Dans cette nouvelle production de l’Opéra Nice Côte d’Azur, Jean de Pange suit fidèlement le livret, mais avec une direction d’acteurs qui reste un peu trop prudente. Dommage, surtout, qu’au début du II, la mise en évidence du travail des machinistes vienne casser la continuité de l’action, en introduisant une distanciation hors de propos que ne justifie pas la partition et qui vient prendre à contre-pied le grand élan introspectif de Tom, « O Nature », puis le discours sentencieux de Nick, placés ainsi en porte-à-faux.
Ensuite, les scories sont rares (quelques interventions peu utiles de figurants) et, si l’on regrette l’absence de la machine à pain, dont l’effet est toujours irrésistible, la fin se redresse bellement, culminant dans une scène du cimetière impressionnante, au milieu des croix descendues des cintres, et un tableau de l’asile, sur le plateau complètement dégagé, qui prend toute sa charge d’émotion.

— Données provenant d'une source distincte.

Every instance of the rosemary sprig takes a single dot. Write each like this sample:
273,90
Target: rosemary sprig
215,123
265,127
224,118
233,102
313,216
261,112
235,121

Pour cette entrée de The Rake’s Progress au répertoire de l’Opéra de Nice, la distribution contribue grandement à la réussite de l’ensemble. Elle est menée par le très remarquable Tom de Julien Behr, dont le haut médium mordant est bien en situation, avec un lyrisme qui sait également être poignant, dès sa grande cavatine du I, et qui donne une incarnation particulièrement saisissante, alliant, dans un mélange aussi subtil que sa riche palette de nuances, naïveté et morgue d’une jeunesse conquérante, sûre de sa séduction, mais aussi amour vrai, idéalisme déçu et repentir sincère : livret et musique sont ici admirablement servis.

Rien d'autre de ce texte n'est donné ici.